So, sure, you don't need a DBT setup the next time you component shop, but to belittle the usefulness of the practice at the levels of design and research is like throwing away your hammer and thinking all you need is a screwdriver and saw to build a house. You just end up cheating yourself.
The whole thing has been debated for so long. I hear the new breed of audio equipment is being designed as I write by chimps on a strictly emotional basis.

Goodnight Nyquist.
Ray Charles used to swear by DBT.
Hell, my whole system can sound bad to me one week and a few days later it sounds great. So much is due to my mood, my ears, my work week, my Amex bill, the weather. Who knows? I think one's ears are so much more subjective than one's eyes.

that said, I have not done double blind testing but I have heard differences in cables that were immediately apparent; this was in speaker cables mostly and IC cables to a lesser extent, not power cords. I think power cord differences are extremely subtle if they exist at all. But do I buy the aftermarket powercords? You bet. why not it's fun.
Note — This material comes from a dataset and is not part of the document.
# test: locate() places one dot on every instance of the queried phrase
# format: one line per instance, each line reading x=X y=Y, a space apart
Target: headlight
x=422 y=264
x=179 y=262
One last story, I put new Siltech speaker cables into my system a couple of years ago and put on the first CD to listen. My wife came into the listening room and said "Wow that sounds so much better." I was floored; in all previous upgrades she had never had a strong point of view or was somewhat cynical.
The old "my wife came into the room" anecdotal evidence bit. I'm floored myself. You know what, whatever I put in my system and even when listening to my second system, my wife tells me it all sounds great to her. A pleasant and joyful thing it is to be thankful.
Cables are the biggest rip off in HiFi audio. Been there-done-that, wasted LOTS of $$!
The only blind test I'd be comfortable with would in my own system with music I'm familiar with. Any other method would introduce too many variables.